A chaque fois, faut que je retraduise tout.
Rhââââââââ.
Décidément, tu pilotes le premier nautilus….Tu galères et rames, ne mets pas les voiles face à l’islam de fond
:)
Fais gaffe la Sirène, ils (les autres) pêchent au filet dragueur de fonds marin et raflent tout au passage. Je reviendre de foyache et j’ai rien écrit depuis euh… longtemps.
C’est pien les foyaches… :)
(M’auront pas, chus planquée.)
Je suis passé en vitesse pour te la toper là… icon_redface
Je suppose que la taupe est las…
La taupe tape. :)
Je lis toujours avec intérêt et plaisir tes billets. Plusieurs réflexions sur celui-ci.
J’ai regardé aussi Games of Throne, j’aime bien l’ambiance, l’histoire et la photographie. J’aime aussi ces différents mondes qui sont décrits et la complexité des personnages.

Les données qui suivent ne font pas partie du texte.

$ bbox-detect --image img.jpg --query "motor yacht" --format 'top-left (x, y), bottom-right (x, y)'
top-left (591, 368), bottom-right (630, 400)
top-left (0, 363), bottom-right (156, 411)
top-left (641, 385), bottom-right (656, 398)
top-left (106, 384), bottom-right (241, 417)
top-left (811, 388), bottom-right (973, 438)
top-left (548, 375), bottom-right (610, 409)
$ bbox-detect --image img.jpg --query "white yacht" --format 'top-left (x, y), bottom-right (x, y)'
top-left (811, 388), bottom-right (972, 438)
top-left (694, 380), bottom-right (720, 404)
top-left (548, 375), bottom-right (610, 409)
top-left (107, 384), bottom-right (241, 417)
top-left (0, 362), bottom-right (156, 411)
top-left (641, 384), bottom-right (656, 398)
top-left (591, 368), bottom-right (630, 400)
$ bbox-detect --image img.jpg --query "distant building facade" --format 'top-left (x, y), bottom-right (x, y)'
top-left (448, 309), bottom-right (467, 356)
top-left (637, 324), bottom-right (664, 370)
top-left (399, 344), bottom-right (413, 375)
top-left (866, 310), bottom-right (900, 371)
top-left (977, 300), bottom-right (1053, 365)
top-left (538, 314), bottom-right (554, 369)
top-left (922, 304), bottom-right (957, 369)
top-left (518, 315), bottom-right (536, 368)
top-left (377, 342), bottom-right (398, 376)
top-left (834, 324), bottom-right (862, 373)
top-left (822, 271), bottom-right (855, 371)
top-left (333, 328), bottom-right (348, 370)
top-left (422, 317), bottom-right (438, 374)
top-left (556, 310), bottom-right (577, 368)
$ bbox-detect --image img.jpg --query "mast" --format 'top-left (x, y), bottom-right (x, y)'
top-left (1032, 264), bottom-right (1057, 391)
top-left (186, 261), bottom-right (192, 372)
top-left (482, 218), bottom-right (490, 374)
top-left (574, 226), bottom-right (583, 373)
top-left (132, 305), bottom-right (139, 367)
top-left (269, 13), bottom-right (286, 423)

Pour ce qui est des rapports entre scénario et tv, je ne sais pas si tu as eu l’occasion de regarder (mais sans doute faut-il être abonné) l’émission sur le site Arrêt sur Image consacré à cela avec Marc Herpoux (c’est le gars qui a écrit Signature (2011), Les Oubliés (2008), Pigalle la nuit (2010)), il est interviewé par Rafik Djoumi.
En substance, le gars dit : » Ambiances «trash» ou «dark», personnages à la dérive ou gangsters sans scrupules: qui, des scénaristes ou des chaînes de télévision, détermine les «excès» que le public est prêt à endurer? Les américains ont Deadwood et Breaking Bad. En France, nous avons Pigalle la nuit. Enthousiaste et franc, son scénariste Marc Herpoux nous explique comment lui et son collègue Hervé Hadmar ont su trouver leur espace d’expression au sein du système pyramidal des chaînes françaises. »
En gros, le gars est assez optimiste, il estime que le système qui part des producteurs de télé vers les scénaristes, est en train de s’inverser un peu…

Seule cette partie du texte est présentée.